Maiorano, infatti, era un operaio forestale incensurato ed estraneo a qualunque contesto criminale. Quel giorno si trova nei pressi del locale campo sportivo quando i sicari lo scambiano per Giuliano Serpa, boss dell’omonimo clan all’epoca impegnato in una faida sanguinosa con il gruppo Martello.
A indurre in errore il commando sarebbe stato Pagano che secondo gli inquirenti svolgeva il ruolo di “staffetta”. L’omicidio, invece, sarebbe stato pianificato utilizzando anche la calzoleria di Cascardo come base operativa. E alle riunioni convocate per emettere la sentenza di morte contro Serpa, avrebbe preso parte pure Lofaro. Queste in sintesi le accuse rivolte al terzetto dal pm Romano Gallo che per sostenere le proprie tesi si è avvalso dell’apporto di alcuni collaboratori di giustizia, tra cui lo stesso Serpa.
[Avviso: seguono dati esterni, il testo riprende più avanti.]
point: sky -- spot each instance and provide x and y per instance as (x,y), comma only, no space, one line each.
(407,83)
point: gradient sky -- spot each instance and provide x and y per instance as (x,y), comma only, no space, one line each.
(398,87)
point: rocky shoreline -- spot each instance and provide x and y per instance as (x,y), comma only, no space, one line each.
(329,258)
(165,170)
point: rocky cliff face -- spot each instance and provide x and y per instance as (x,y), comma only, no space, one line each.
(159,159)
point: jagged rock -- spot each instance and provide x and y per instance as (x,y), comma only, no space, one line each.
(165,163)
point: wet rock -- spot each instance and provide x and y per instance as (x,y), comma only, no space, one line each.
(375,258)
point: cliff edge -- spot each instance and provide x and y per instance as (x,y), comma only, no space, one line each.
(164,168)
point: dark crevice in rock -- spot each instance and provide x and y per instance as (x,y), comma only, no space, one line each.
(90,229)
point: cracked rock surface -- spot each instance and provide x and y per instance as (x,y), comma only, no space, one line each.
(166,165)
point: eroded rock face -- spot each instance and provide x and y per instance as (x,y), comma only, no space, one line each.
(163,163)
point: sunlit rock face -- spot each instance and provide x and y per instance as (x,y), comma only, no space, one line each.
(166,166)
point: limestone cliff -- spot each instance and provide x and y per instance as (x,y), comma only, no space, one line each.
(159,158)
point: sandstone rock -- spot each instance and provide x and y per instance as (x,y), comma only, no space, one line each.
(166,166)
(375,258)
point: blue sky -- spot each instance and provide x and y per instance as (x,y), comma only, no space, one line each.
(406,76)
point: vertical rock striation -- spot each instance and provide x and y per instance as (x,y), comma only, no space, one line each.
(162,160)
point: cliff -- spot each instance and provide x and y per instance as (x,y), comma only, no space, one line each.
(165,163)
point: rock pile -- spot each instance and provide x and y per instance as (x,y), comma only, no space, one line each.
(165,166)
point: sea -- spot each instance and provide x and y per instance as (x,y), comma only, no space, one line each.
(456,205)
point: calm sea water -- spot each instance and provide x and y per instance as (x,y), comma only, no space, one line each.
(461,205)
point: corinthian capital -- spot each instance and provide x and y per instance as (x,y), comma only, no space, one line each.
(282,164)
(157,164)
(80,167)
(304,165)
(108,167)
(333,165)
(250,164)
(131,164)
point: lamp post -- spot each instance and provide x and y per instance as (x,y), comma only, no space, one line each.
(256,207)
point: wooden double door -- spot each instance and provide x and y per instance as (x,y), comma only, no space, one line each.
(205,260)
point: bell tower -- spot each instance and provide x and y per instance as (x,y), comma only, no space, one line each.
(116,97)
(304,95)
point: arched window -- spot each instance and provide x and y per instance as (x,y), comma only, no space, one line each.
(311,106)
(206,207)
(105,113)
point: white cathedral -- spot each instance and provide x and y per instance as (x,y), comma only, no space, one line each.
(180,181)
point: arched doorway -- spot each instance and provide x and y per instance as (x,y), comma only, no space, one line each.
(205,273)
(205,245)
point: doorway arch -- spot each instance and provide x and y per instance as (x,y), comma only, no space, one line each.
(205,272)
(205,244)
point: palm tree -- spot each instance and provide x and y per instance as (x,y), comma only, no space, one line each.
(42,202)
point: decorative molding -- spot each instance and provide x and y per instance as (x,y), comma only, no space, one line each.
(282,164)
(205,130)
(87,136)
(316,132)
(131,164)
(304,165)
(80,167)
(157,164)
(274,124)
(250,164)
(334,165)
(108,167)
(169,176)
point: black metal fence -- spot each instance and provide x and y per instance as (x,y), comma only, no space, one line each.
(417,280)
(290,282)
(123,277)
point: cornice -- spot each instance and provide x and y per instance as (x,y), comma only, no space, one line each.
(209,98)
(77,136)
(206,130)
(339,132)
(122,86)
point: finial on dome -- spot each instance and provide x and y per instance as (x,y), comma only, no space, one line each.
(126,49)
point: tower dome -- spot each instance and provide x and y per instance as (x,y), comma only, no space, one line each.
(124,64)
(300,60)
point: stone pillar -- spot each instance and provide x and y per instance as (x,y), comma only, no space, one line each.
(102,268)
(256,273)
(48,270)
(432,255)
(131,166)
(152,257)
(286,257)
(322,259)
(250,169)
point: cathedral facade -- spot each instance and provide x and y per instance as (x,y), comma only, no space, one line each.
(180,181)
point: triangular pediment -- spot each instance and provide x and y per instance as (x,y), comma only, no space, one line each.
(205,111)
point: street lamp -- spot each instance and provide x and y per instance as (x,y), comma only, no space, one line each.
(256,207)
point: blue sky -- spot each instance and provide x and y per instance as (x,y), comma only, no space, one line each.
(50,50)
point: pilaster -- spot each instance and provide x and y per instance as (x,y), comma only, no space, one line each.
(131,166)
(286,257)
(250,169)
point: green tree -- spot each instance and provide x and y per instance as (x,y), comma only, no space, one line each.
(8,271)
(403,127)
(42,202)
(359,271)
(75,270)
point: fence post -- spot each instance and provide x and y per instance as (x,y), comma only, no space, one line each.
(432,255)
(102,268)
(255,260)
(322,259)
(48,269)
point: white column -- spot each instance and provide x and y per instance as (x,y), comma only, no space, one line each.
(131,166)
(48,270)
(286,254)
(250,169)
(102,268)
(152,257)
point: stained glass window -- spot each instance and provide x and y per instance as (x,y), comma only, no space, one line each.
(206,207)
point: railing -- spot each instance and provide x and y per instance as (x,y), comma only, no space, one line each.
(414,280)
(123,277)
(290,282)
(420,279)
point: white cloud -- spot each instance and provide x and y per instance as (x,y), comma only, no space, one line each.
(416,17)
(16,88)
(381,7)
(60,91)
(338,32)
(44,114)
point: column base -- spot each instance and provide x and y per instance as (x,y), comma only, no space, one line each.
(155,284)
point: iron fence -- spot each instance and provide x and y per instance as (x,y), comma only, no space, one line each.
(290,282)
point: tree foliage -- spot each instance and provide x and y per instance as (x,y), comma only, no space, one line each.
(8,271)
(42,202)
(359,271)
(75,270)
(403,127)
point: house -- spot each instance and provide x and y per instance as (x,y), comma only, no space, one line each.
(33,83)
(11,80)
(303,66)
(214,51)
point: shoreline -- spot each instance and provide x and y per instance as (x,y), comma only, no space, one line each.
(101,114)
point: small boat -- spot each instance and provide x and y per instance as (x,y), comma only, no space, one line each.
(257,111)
Il processo, che si celebra in abbreviato, riprenderà il prossimo 13 dicembre con le arringhe degli avvocati Emilio Perfetti, Eduardo Sommella, Sabrina Mannarino, Michele Rizzo e Francesco Scrivano. Seguirà la sentenza di primo grado. A rappresentare i familiari della vittima, parti civili nel procedimento, ci sono invece gli avvocati Pasquale Vaccaro, Maria Giuseppina Torchia e Marco Maiorano.